UPS drivers’ rights were watered down when the IBT lost an important arbitration decision on 9.5 protections against excessive overtime.
The Hoffa-Hall administration promised members stronger 9.5 rights.
But after an arbitrator sided with the company in a case that deadlocked at the National Grievance Panel, UPS management is now claiming it doesn't owe 9.5 penalty pay unless it “continually” violates a driver's 9.5 rights.
The company is already taking advantage of the decision to stonewall and deadlock legitimate 9.5 grievances.
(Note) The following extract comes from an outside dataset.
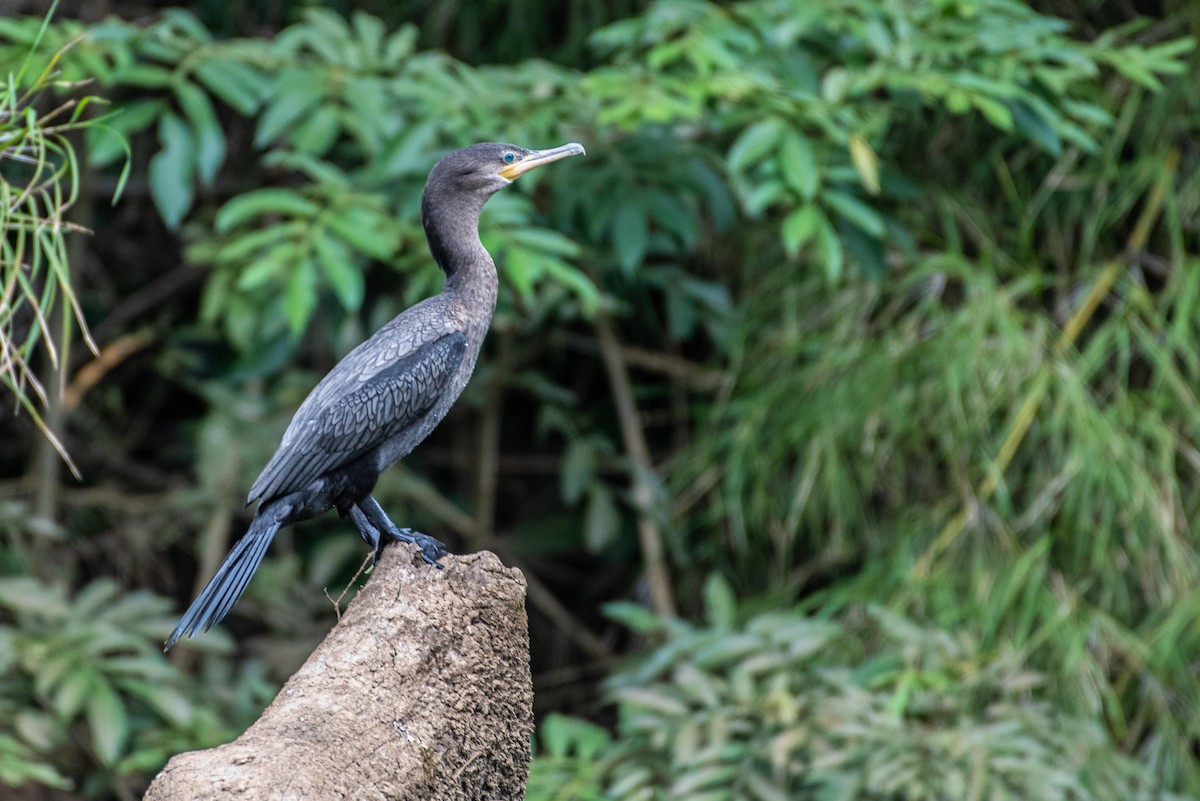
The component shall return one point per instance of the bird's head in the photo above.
(489, 167)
Siding with the company, Arbitrator Paul Glendon seized on a single word in Article 37 and ruled that UPS did not owe penalty pay to a driver on the 9.5 list because his 9.5 rights were not "continually" violated.
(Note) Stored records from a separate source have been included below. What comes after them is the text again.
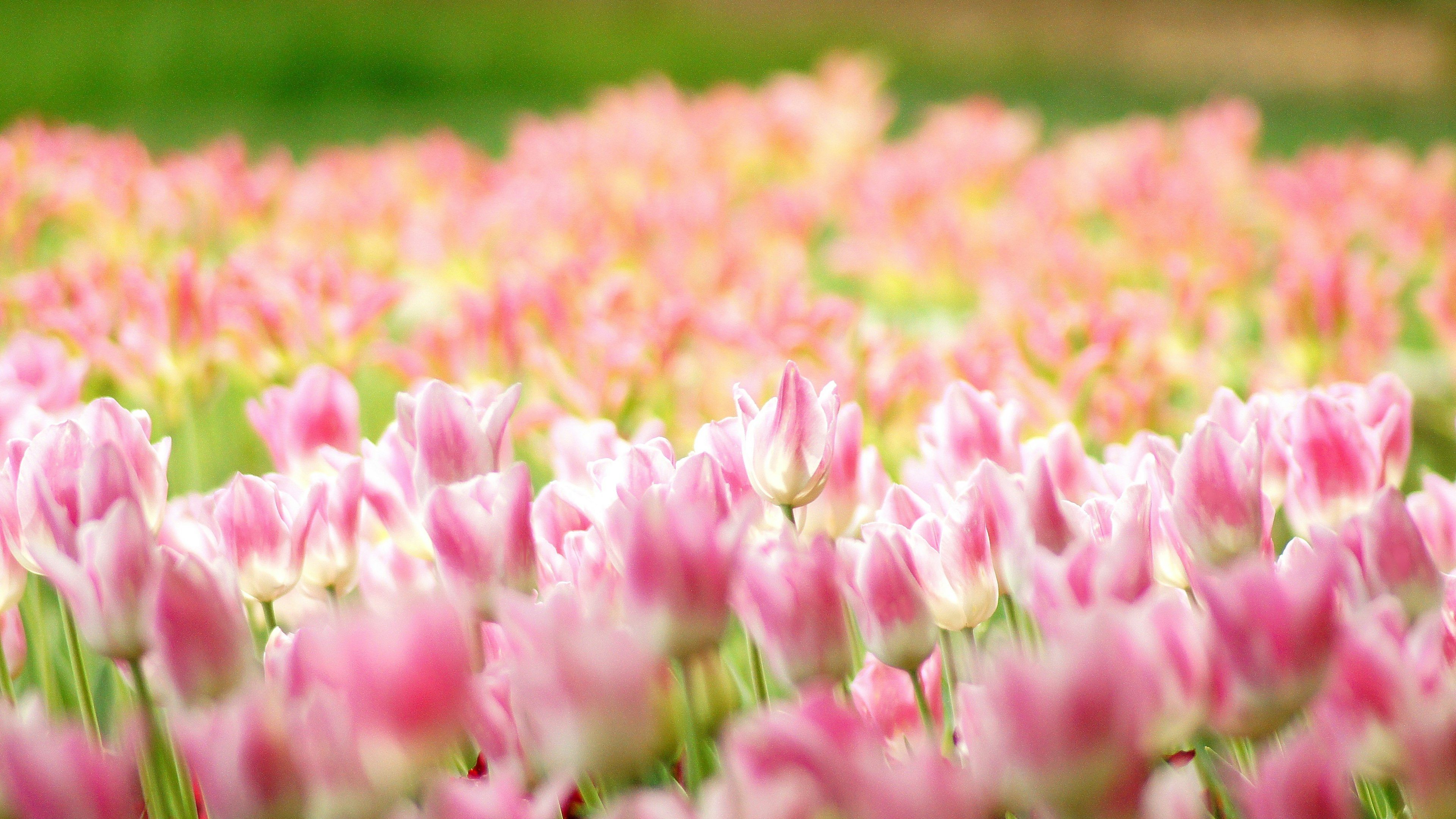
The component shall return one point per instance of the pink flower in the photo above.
(969, 426)
(1218, 502)
(587, 697)
(788, 445)
(201, 632)
(113, 582)
(887, 700)
(1273, 634)
(482, 535)
(1435, 513)
(790, 599)
(321, 410)
(254, 522)
(50, 773)
(890, 605)
(453, 438)
(679, 560)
What does "continually" mean? UPS argued that management has to repeatedly, frequently or constantly violate 9.5 to trigger penalty pay. The arbitrator didn't accept management's definition, but he didn't offer one of his own either.
Instead, criticizing the “inherent ambiguity” of the language, the arbitrator ruled only that a St. Louis Local 688 driver whose 9.5 rights were violated in a single week months after he got on the 9.5 list “was not continually worked more than 9.5 hours . . . by any stretch of any reasonable person’s imagination.”
Future 9.5 violations will have to be argued on a case-by-case basis.
In making his ruling, the arbitrator faulted Ken Hall for accepting the company’s verbal assurances at the bargaining table, instead of negotiating protections in writing.
Enforcing Your 9.5 Rights
Stewards and members need to be prepared.
The best way to win 9.5 penalty pay is to document repeated 9.5 violations and show management did not make a sufficient effort to get your workload under 9.5.
That means keeping good records and filing grievances whenever you work more than 9.5 hours three times in a week.